Property Rights — The Relevant Parcel Question
The Federal Circuit issued a favorable decision in Lost Tree Village Corp v. United States. The court found that there had been a potential taking of a small lot owned by Lost Tree, despite the fact that the landowners had previously developed other properties in the vicinity.
Environment — Exemptions to California Environmental Quality Act
We filed our amicus brief this week in Berkeley Hillside Preservation v. City of Berkeley. Neighbors sued after the City of Berkeley determined that the construction of a large house in an existing subdivision would not have a significant effect on the environment and was categorically exempt from review under the California Environmental Quality Act. The lower court gave no deference to the City’s determination that the project had no environmental impact. Our brief to the California Supreme Court points out that categorical exemptions are bright-line rules that further the purpose of the statute.
Economic Liberties — Challenging Targeted Statutes
The Supreme Court denied our petition for writ of certiorari in this Hettinga v. United States, in which we asked the justices to clarify whether the government can dismiss a lawsuit against it simply by claiming that its actions were reasonable. Under the “rational basis test” that applies whenever business owners or property owners challenge the constitutionality of restrictions on their rights, the courts will strike down a law whenever it is not “rationally related to a legitimate government interest.” That’s a tough, uphill battle, but it can be done sometimes.
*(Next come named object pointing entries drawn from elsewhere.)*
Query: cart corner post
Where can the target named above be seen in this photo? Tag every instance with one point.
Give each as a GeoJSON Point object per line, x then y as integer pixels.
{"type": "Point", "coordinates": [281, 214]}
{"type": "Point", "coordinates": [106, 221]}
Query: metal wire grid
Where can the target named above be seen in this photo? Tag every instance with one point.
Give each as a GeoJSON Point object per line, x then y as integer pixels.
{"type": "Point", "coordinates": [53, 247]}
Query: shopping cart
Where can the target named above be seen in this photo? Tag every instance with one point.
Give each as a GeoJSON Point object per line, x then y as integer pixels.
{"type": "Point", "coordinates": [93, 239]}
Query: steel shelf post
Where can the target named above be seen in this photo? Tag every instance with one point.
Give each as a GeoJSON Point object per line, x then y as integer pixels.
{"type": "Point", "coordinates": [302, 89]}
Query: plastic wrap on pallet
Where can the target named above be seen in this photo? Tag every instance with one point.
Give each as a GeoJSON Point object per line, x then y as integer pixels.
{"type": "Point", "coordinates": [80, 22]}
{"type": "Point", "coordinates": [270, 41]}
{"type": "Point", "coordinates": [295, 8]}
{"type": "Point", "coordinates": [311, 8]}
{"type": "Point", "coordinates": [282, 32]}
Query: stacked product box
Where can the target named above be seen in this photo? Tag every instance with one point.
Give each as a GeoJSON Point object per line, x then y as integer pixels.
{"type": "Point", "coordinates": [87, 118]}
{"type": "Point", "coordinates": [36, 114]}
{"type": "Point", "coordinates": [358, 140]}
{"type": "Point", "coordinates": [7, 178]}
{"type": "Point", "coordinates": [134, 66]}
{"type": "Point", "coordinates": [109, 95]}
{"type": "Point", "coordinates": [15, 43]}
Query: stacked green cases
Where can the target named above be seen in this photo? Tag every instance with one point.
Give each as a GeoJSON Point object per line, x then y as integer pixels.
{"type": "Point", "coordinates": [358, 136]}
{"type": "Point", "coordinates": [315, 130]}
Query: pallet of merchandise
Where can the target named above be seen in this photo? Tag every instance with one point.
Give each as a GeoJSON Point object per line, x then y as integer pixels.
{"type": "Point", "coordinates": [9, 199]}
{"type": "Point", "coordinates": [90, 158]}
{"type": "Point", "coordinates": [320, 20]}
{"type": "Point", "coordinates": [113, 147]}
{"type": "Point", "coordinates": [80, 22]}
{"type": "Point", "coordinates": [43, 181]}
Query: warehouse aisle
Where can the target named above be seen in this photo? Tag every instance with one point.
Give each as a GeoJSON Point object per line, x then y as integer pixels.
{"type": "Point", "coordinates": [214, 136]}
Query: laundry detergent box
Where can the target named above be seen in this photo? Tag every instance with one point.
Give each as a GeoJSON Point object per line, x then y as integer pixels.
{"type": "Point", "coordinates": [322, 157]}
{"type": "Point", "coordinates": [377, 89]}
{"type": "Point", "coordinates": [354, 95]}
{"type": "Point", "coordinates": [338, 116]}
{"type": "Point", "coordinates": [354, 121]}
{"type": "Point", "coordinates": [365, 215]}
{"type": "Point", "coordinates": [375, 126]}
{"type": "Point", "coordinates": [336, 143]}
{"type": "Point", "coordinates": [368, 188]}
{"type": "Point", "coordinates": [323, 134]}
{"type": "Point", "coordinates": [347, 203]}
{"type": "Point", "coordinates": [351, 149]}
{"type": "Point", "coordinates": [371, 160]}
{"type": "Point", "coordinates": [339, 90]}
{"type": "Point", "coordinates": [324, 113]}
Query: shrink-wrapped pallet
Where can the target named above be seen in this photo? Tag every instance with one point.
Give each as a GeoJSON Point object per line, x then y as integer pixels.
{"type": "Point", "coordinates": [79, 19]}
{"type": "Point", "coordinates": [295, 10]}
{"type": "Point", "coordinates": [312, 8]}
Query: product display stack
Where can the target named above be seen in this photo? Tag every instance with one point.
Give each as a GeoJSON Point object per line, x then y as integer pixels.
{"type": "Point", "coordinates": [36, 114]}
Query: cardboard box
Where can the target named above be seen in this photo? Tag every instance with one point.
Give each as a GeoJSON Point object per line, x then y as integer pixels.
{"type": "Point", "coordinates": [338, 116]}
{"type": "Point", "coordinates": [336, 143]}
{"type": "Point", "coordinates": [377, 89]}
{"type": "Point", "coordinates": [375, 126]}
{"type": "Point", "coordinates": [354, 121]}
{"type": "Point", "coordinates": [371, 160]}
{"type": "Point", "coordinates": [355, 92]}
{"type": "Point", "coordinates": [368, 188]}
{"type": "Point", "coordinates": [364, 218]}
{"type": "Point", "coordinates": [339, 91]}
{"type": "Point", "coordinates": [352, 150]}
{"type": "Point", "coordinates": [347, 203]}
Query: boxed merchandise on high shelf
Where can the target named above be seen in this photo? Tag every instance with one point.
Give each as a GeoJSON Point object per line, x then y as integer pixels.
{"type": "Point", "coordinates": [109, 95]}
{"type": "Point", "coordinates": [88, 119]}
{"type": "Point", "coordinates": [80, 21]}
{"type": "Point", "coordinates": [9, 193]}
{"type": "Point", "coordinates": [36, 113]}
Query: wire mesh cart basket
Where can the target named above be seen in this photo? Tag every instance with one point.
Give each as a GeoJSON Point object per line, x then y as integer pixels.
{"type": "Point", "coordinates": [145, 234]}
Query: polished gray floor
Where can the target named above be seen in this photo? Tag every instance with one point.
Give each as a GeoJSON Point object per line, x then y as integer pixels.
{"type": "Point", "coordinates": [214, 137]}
Unfortunately, in this case, the D.C. Circuit Court of Appeals made that hill even steeper by saying that the government can simply say that what it did was rationally related to a legitimate government interest, and then the judge can throw out the case without even allowing the plaintiff to gather evidence. The denial of this petition makes it just that much harder for America’s wealth-creating entrepreneurs to defend their rights from unjust government restrictions. For more, see our blogs on Hettinga.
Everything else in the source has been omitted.